In the autumn of 1853, in accordance with the advice of his medical advisers, Lockhart proceeded to Italy; but on his return the following summer, he appeared rather to have lost than gained strength. Arranging his affairs in London, he took up his abode with his elder brother, Mr. Lockhart, M.P., at Milton-Lockhart, on the banks of the Clyde, and in the parish adjoining that of his birth. Here he suffered an attack of cholera, which much debilitated his already wasted strength. In October he was visited by Dr. Ferguson of London, who conveyed him to Abbotsford to be tended by his daughter; there he breathed his last on the 25th November 1854, in his 61st year. His remains were interred in Dryburgh Abbey, beside those of his illustrious father-in-law, with whom his name will continue to be associated. The estate of Abbotsford is now in the possession of his daughter and her husband, who, in terms of the Abbotsford entail, have assumed the name of Scott. Their infant daughter, Mary Monica, along with her mother, are the only surviving lineal representatives of the Author of Waverley.

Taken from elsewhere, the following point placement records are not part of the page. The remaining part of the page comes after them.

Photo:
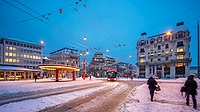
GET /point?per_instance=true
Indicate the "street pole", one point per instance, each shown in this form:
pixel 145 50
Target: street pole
pixel 198 48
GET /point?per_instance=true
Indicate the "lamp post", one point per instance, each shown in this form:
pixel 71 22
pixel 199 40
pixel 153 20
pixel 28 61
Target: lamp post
pixel 84 63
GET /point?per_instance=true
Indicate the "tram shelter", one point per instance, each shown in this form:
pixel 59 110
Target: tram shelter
pixel 58 67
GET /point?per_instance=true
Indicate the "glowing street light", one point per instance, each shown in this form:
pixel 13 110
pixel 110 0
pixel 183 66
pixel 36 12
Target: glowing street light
pixel 42 42
pixel 85 38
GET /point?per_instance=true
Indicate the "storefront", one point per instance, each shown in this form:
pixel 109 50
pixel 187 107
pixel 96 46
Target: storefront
pixel 16 73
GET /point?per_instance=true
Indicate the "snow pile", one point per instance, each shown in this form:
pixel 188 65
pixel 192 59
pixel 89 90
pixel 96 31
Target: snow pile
pixel 166 100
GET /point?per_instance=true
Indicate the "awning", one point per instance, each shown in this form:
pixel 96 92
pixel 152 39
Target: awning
pixel 59 67
pixel 14 68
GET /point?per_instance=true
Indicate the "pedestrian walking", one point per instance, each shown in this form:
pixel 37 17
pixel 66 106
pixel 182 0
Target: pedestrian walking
pixel 152 86
pixel 35 76
pixel 191 86
pixel 90 77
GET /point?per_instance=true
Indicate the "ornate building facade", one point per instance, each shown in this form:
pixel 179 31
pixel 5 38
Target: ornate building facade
pixel 164 55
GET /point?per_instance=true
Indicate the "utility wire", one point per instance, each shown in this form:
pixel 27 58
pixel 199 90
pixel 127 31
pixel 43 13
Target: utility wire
pixel 99 21
pixel 89 21
pixel 30 15
pixel 39 16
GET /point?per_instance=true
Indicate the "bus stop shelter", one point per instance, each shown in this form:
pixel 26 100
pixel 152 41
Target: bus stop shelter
pixel 58 67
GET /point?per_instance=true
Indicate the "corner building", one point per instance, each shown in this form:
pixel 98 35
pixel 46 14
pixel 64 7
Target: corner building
pixel 164 55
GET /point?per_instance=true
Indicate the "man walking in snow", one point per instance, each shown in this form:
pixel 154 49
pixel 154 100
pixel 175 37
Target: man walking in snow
pixel 191 86
pixel 152 86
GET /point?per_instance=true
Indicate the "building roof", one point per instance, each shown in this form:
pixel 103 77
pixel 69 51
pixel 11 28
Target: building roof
pixel 180 28
pixel 14 68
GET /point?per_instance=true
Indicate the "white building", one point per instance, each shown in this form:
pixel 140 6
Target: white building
pixel 164 55
pixel 19 59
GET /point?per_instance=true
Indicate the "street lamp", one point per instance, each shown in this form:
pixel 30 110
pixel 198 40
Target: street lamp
pixel 84 63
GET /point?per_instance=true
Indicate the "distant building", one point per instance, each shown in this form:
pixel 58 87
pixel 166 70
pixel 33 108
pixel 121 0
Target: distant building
pixel 19 59
pixel 64 57
pixel 164 55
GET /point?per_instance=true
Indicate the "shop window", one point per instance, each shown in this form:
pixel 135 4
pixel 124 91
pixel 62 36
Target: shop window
pixel 180 56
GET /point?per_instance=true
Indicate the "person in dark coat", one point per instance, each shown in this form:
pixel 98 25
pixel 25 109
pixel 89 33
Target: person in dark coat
pixel 152 86
pixel 191 86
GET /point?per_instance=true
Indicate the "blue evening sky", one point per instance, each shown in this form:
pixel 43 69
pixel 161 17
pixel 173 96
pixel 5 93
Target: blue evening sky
pixel 105 23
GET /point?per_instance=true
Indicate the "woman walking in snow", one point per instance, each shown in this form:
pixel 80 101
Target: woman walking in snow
pixel 152 86
pixel 191 86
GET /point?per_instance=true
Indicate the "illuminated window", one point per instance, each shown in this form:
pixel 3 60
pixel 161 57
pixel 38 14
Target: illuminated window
pixel 159 52
pixel 10 48
pixel 142 60
pixel 14 61
pixel 179 56
pixel 180 64
pixel 14 49
pixel 6 60
pixel 179 49
pixel 152 48
pixel 14 55
pixel 166 52
pixel 6 54
pixel 152 54
pixel 9 60
pixel 10 54
pixel 142 55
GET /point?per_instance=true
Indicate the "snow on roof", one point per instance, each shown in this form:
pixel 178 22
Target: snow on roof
pixel 143 37
pixel 180 28
pixel 15 68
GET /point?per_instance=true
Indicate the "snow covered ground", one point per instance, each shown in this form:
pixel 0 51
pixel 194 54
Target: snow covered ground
pixel 166 100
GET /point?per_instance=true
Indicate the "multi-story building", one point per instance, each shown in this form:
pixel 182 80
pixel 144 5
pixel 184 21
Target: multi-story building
pixel 19 53
pixel 164 55
pixel 64 57
pixel 99 65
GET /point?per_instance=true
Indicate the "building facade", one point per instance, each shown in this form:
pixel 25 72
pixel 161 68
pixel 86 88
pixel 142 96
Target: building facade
pixel 19 53
pixel 66 57
pixel 164 55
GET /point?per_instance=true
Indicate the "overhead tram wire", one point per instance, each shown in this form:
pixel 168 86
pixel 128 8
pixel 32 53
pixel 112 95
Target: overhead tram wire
pixel 89 22
pixel 99 21
pixel 54 23
pixel 39 16
pixel 31 15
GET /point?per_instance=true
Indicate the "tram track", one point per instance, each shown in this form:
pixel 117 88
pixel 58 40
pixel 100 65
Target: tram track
pixel 17 97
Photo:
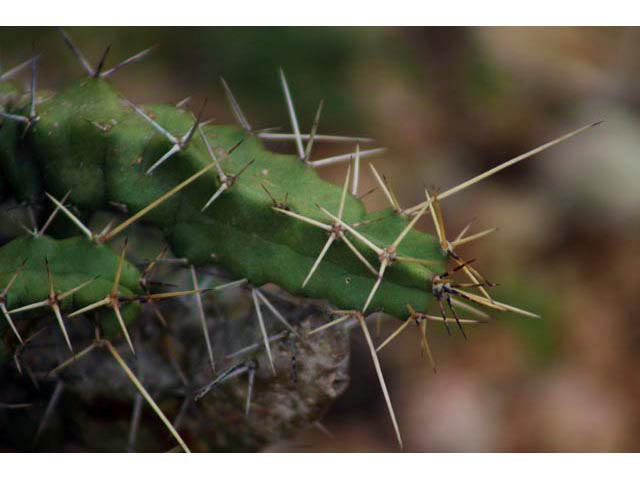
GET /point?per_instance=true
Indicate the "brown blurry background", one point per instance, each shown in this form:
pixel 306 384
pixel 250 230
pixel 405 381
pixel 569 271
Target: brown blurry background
pixel 450 103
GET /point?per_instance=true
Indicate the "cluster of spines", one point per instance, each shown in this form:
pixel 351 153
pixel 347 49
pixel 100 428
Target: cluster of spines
pixel 442 287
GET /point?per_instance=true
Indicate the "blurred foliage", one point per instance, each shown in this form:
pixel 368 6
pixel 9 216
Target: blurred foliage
pixel 449 103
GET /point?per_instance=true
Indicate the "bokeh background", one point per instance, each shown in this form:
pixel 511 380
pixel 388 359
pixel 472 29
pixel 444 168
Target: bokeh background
pixel 450 103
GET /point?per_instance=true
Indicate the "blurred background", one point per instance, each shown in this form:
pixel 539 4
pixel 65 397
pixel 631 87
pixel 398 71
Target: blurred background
pixel 450 103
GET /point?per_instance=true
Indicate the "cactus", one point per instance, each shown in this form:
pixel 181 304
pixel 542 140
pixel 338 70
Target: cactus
pixel 219 198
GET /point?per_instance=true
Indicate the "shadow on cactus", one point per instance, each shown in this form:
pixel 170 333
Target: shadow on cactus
pixel 285 263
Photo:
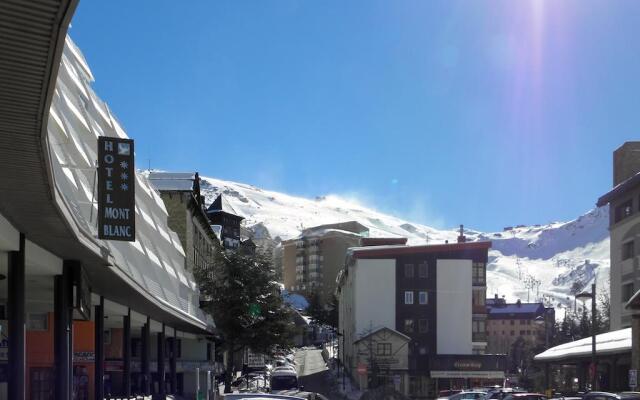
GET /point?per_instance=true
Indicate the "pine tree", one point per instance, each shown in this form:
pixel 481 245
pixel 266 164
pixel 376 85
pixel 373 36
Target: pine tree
pixel 242 295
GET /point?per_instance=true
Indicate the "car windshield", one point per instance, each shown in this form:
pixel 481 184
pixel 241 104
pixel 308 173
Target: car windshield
pixel 284 382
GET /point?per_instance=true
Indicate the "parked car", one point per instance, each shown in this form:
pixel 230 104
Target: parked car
pixel 611 396
pixel 524 396
pixel 470 395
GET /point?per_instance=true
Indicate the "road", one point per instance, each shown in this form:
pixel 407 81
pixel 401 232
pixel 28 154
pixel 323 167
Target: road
pixel 313 372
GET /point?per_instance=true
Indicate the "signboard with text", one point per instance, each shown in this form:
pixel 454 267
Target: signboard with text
pixel 116 184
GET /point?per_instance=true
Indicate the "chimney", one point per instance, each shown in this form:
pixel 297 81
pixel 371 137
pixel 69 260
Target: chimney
pixel 626 162
pixel 462 238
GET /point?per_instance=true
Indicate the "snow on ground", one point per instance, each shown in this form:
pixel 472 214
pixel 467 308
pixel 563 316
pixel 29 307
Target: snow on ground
pixel 526 262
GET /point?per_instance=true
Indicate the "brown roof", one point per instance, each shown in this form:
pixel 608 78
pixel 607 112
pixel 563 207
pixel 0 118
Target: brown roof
pixel 392 251
pixel 383 241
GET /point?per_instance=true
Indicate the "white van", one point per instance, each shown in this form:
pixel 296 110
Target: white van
pixel 284 379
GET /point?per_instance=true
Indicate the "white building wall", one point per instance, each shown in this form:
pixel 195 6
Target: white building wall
pixel 375 295
pixel 454 296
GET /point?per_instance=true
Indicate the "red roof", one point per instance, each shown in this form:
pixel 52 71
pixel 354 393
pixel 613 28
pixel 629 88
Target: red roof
pixel 392 251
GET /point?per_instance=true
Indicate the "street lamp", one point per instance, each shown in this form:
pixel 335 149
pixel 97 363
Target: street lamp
pixel 584 296
pixel 540 320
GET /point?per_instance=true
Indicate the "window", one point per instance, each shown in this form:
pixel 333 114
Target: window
pixel 627 291
pixel 478 298
pixel 408 270
pixel 423 325
pixel 423 298
pixel 623 211
pixel 478 273
pixel 408 297
pixel 384 349
pixel 408 326
pixel 628 250
pixel 37 322
pixel 479 326
pixel 423 272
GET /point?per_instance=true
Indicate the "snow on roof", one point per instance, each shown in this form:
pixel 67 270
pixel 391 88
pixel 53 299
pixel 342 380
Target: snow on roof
pixel 514 308
pixel 607 343
pixel 175 181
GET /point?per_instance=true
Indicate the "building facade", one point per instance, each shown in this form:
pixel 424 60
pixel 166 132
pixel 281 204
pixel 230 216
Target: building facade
pixel 507 322
pixel 624 230
pixel 226 222
pixel 414 291
pixel 180 193
pixel 64 287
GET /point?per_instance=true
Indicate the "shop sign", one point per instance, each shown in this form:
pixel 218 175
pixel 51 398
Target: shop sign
pixel 4 341
pixel 467 365
pixel 84 356
pixel 116 184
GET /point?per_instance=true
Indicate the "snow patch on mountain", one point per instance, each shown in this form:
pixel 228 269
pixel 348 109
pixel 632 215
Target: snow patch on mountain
pixel 540 262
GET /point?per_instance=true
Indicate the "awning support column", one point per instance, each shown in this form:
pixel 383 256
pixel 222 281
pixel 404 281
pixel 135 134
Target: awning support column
pixel 16 310
pixel 146 376
pixel 126 354
pixel 63 329
pixel 172 362
pixel 99 351
pixel 162 389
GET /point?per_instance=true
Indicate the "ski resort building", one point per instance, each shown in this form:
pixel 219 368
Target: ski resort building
pixel 311 261
pixel 427 299
pixel 624 229
pixel 78 313
pixel 225 219
pixel 506 322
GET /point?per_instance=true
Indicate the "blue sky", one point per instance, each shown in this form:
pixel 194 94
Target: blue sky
pixel 487 113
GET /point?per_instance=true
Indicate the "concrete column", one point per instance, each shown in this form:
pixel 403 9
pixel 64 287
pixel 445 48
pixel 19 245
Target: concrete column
pixel 635 342
pixel 126 354
pixel 17 325
pixel 99 350
pixel 63 329
pixel 162 392
pixel 146 375
pixel 172 363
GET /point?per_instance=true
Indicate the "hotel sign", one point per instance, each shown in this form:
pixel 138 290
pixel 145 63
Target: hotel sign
pixel 116 184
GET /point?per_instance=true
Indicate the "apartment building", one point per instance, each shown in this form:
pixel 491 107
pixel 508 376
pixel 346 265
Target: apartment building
pixel 226 222
pixel 506 322
pixel 311 261
pixel 430 299
pixel 624 228
pixel 180 193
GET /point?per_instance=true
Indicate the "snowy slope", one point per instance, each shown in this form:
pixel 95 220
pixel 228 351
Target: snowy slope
pixel 530 262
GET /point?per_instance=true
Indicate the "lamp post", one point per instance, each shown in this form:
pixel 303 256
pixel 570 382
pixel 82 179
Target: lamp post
pixel 584 296
pixel 540 320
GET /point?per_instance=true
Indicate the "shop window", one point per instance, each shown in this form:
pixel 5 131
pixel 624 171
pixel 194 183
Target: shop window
pixel 37 322
pixel 408 270
pixel 423 271
pixel 383 349
pixel 423 325
pixel 627 291
pixel 623 211
pixel 408 297
pixel 478 273
pixel 409 326
pixel 628 250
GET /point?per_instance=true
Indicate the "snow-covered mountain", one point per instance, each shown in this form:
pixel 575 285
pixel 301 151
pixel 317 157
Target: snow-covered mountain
pixel 526 262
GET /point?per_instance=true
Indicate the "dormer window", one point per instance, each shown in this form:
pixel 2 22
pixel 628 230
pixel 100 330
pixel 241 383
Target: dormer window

Possessed of a vigorous intellect, varied talents, and accurate scholarship, Lockhart was impatient of contradiction, and was prone to censure keenly those who had offended him. To strangers his manners were somewhat uninviting, and in society he was liable to periods of taciturnity. He loved the ironical and facetious; and did not scruple to indulge in ridicule even at the expense of his intimate associates. With many peculiarities of manner, and a temper somewhat fretful and impulsive, we have good authority for recording, that many unfortunate men of genius derived support from his bounty. Ardent in temperament, he was severe in resenting a real or fancied wrong; but among those to whom he gave his confidence, he was found to be possessed of affectionate and generous dispositions. He has complained, in a testamentary document, that his course of procedure was often misunderstood, and the complaint is probably well-founded. He was personally of a handsome and agreeable presence, and his countenance wore the aspect of intelligence.